The SVP Program Committee chooses a selection of submitted proposals for topical symposia to be presented at the meeting.

Archaeopteryx - the iconic fossil in modern view
Co-Convenors: Daniela Schwarz-Wings, Martin Kundrat

Archaeopteryx is probably the most iconic vertebrate fossil. Ever since their discovery, the isolated feather and the now 11 body fossils of Archaeopteryx have been subject to intensive scientific research and quite often controversial conclusions. Over the past 150 years, our perception of the “Urvogel” has changed radically. The importance of this fossil as a pivotal evidence in the evolution of birds has never decreased, and until today, Archaeopteryx can be viewed as being phylogenetically in a position that heralds the rise of birds from feathered dinosaurs. Spectacular finds of feathered dinosaurs, “dinobirds”, and early true birds have been discovered recently, but none of them remained uncompared to Archaeopteryx, and there is barely a phylogenetic analysis on the theropod-bird transition that goes without including Archaeopteryx. Yet, until today, the Archaeopteryx fossils are viewed controversially, with some of the most critical points to be discussed being their phylogenetic position and their flight abilities.
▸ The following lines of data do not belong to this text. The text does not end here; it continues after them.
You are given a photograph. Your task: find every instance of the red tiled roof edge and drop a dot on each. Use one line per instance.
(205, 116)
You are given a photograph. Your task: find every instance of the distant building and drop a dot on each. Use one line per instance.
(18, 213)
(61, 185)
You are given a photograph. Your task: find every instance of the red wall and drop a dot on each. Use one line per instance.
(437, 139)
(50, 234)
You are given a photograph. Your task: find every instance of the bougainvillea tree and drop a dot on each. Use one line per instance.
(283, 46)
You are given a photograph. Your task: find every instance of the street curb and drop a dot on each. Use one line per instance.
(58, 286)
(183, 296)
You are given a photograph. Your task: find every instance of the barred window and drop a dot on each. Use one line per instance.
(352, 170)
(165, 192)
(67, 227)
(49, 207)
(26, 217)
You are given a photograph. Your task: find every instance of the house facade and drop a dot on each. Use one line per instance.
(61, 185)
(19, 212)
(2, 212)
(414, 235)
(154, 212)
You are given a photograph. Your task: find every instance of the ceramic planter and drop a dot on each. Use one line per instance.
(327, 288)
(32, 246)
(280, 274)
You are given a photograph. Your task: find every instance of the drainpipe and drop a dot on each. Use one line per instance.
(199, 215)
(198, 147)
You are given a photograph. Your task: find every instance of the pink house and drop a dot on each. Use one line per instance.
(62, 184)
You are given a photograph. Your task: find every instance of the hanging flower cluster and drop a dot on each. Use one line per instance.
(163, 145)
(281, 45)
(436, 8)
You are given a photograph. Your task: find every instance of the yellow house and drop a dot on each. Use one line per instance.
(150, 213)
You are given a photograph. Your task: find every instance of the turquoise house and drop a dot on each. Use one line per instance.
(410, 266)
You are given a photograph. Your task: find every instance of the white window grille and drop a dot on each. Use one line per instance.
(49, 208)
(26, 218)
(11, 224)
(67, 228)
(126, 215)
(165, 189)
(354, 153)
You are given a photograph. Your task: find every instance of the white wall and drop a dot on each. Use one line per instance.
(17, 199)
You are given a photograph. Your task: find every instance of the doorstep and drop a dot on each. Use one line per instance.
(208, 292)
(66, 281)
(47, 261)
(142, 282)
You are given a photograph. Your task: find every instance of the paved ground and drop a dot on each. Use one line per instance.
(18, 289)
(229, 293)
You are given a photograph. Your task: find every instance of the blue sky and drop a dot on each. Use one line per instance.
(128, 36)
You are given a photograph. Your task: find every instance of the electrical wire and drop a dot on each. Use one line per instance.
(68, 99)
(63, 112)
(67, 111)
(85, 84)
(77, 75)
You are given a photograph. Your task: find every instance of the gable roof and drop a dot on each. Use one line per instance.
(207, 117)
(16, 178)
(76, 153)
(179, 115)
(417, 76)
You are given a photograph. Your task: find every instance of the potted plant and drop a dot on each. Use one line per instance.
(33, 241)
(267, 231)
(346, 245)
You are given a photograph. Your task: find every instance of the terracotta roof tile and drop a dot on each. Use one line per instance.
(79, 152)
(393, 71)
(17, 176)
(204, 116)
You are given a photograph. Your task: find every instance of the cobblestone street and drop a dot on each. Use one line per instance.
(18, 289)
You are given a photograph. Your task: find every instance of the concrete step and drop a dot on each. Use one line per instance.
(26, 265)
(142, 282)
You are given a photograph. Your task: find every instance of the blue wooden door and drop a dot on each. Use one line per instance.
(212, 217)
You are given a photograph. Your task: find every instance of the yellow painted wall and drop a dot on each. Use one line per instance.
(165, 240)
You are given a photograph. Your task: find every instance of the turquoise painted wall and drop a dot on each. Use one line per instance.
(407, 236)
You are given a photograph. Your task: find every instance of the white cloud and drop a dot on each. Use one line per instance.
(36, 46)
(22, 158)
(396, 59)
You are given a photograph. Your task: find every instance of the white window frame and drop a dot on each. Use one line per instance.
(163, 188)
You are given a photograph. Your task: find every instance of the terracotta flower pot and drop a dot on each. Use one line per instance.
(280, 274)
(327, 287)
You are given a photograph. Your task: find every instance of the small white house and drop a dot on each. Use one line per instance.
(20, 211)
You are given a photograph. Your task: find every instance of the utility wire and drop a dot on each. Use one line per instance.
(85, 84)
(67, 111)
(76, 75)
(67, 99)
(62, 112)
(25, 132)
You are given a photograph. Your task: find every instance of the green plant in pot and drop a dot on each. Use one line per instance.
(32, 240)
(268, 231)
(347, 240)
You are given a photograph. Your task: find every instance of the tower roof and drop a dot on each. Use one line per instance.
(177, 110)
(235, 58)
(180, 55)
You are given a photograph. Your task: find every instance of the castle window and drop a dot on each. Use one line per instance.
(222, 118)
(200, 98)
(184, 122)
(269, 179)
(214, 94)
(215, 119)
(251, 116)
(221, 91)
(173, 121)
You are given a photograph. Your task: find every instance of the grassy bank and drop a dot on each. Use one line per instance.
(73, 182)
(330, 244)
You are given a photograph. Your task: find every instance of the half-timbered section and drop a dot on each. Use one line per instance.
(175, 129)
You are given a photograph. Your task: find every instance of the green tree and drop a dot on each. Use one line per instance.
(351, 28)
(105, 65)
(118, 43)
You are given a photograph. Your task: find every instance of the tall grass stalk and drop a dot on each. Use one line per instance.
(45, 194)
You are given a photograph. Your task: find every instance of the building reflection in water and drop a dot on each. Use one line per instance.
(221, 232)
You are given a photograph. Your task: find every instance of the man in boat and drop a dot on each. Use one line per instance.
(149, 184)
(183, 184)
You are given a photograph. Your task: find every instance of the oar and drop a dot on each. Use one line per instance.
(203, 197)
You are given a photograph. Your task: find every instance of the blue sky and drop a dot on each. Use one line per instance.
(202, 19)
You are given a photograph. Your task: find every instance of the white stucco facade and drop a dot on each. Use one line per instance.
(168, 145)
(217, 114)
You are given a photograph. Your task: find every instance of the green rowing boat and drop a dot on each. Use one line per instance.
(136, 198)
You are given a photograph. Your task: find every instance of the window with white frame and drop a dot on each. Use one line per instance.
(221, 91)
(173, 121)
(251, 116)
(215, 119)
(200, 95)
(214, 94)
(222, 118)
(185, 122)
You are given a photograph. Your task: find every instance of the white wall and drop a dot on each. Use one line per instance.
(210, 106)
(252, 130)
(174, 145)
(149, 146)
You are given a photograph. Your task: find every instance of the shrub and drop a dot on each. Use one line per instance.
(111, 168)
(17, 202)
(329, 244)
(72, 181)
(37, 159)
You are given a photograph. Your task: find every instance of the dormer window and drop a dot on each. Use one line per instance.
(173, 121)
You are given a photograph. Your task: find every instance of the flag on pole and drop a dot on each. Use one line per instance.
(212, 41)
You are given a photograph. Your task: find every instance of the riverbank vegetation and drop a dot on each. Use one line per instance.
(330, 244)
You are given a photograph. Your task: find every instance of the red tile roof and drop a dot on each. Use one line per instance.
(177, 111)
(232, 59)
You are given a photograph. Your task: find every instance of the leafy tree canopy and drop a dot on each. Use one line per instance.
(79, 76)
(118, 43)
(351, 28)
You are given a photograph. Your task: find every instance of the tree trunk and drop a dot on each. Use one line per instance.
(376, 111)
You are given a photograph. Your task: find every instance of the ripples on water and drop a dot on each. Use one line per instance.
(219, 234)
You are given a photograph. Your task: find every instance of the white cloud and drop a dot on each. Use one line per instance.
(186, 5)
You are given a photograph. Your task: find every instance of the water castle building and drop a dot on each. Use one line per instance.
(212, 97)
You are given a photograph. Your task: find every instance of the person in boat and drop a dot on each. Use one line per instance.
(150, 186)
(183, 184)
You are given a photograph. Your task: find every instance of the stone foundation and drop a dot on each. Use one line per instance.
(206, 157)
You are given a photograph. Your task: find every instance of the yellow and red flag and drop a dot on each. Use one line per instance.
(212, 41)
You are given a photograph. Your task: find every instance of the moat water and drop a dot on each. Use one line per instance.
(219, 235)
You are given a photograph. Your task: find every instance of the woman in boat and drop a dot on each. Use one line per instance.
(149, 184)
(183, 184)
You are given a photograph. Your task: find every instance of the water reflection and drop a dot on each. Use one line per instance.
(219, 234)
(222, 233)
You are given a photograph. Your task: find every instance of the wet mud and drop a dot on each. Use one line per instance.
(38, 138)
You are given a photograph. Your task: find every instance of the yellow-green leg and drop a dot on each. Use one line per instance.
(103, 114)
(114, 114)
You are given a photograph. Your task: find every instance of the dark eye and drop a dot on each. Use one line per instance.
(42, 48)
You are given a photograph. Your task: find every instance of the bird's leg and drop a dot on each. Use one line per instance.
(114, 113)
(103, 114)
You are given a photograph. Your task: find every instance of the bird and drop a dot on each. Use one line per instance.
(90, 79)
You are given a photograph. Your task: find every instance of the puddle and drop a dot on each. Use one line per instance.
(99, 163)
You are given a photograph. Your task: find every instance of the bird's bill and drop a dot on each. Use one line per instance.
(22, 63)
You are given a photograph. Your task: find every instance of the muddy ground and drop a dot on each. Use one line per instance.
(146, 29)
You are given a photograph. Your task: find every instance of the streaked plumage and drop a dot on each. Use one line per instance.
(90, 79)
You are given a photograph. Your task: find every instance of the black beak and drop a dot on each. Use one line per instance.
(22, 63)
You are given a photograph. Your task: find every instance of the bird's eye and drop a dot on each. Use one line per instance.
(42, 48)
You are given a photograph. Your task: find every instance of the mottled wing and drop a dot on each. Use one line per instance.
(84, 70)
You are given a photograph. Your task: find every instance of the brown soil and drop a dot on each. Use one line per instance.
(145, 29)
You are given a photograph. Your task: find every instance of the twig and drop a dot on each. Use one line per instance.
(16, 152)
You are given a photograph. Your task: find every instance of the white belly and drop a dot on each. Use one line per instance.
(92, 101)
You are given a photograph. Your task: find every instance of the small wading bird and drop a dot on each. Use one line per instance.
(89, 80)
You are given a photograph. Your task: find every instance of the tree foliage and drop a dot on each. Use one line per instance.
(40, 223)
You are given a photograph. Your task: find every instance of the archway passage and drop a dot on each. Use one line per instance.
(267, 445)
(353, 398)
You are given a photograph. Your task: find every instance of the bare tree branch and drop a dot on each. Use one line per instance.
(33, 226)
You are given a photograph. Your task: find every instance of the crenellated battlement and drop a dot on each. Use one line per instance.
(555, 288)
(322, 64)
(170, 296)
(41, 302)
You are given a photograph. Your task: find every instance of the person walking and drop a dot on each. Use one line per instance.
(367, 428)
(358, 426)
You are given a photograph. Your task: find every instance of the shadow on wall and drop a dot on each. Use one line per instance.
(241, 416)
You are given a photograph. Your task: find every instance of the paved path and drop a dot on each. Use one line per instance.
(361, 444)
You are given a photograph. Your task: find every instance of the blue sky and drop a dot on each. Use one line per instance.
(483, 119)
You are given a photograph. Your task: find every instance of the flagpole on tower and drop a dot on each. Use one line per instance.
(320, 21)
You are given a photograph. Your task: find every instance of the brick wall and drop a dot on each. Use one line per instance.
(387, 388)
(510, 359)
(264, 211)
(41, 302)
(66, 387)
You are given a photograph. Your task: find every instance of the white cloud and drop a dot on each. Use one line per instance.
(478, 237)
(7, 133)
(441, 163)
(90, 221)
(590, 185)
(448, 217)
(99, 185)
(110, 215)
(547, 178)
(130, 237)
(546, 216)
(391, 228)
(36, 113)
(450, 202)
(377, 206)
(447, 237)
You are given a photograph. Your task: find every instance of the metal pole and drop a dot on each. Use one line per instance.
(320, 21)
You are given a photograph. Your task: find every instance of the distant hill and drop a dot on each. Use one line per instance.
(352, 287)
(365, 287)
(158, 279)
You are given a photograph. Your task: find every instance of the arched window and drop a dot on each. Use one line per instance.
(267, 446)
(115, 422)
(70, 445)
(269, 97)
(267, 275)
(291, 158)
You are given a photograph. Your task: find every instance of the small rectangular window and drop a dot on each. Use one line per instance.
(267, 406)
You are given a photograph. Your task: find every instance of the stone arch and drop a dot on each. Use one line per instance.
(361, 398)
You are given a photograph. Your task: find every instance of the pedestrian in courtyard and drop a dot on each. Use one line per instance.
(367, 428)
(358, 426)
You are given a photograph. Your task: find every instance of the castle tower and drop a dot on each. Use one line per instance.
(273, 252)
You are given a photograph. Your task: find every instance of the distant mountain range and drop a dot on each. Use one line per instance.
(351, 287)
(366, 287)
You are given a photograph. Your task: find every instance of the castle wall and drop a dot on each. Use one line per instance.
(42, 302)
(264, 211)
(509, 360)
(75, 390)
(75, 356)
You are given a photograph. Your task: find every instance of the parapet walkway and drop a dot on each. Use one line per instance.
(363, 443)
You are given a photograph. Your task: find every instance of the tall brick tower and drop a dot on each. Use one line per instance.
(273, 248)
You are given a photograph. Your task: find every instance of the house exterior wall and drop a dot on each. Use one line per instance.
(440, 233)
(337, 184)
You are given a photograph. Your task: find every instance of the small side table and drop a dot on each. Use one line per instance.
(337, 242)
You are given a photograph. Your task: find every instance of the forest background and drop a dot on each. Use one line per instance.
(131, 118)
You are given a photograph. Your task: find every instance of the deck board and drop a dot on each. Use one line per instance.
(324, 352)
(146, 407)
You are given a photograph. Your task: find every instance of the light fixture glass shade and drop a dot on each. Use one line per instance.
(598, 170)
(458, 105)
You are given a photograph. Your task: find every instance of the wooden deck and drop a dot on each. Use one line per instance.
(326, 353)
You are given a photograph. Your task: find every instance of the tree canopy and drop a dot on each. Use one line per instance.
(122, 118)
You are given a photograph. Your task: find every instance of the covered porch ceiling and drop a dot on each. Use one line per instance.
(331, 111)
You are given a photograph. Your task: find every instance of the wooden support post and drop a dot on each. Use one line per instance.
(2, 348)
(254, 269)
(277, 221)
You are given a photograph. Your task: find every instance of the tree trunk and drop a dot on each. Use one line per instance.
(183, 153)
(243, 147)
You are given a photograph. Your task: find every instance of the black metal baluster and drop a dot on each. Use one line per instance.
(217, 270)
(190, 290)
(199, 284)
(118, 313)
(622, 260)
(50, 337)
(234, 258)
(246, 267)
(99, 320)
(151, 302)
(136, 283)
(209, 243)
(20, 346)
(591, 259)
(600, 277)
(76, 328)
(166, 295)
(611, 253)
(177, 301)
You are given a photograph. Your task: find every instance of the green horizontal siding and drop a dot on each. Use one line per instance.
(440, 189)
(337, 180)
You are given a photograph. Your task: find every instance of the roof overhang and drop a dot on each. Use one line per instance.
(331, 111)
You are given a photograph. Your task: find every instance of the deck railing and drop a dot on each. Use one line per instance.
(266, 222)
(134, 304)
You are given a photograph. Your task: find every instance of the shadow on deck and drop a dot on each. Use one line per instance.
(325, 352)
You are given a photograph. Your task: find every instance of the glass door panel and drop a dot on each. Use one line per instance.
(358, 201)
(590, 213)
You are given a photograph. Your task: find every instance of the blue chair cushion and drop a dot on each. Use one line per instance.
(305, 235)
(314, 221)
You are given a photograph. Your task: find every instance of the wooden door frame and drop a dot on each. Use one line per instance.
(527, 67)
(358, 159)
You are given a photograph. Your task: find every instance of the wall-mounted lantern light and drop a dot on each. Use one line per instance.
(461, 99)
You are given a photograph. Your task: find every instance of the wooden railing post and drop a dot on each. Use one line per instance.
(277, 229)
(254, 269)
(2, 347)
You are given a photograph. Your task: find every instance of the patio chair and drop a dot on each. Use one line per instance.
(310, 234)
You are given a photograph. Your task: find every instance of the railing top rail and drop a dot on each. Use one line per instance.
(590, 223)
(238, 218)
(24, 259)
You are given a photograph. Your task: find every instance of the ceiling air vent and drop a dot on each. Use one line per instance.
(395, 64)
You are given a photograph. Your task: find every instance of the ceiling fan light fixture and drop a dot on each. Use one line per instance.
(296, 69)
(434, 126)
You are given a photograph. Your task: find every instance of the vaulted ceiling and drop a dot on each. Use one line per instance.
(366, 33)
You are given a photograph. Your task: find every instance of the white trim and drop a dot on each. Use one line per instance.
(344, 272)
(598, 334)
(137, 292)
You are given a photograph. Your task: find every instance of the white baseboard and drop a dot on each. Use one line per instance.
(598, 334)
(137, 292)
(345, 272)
The Museum fuer Naturkunde Berlin holds one of the best preserved and most complete Archaeopteryx specimen, the “Berlin specimen”. The original fossil is on display in the permanent exhibition of the museum, and it will be visible to all interested during the Welcome Reception of the meeting. Additional to the main fossil
slab, a counterslab with beautiful feather impressions is present in the collections, as well as the isolated feather that was the initial holotype of Archaeopteryx and inspired its genus name. Several of the most recent research papers on Archaeopteryx, for example on its color pattern, biochemistry of the feather, and flight abilities, are based on the Archaeopteryx specimens of the Museum fuer Naturkunde Berlin, and traditionally, researchers of this museum have a close scientific relationship to these Archaeopteryx specimens.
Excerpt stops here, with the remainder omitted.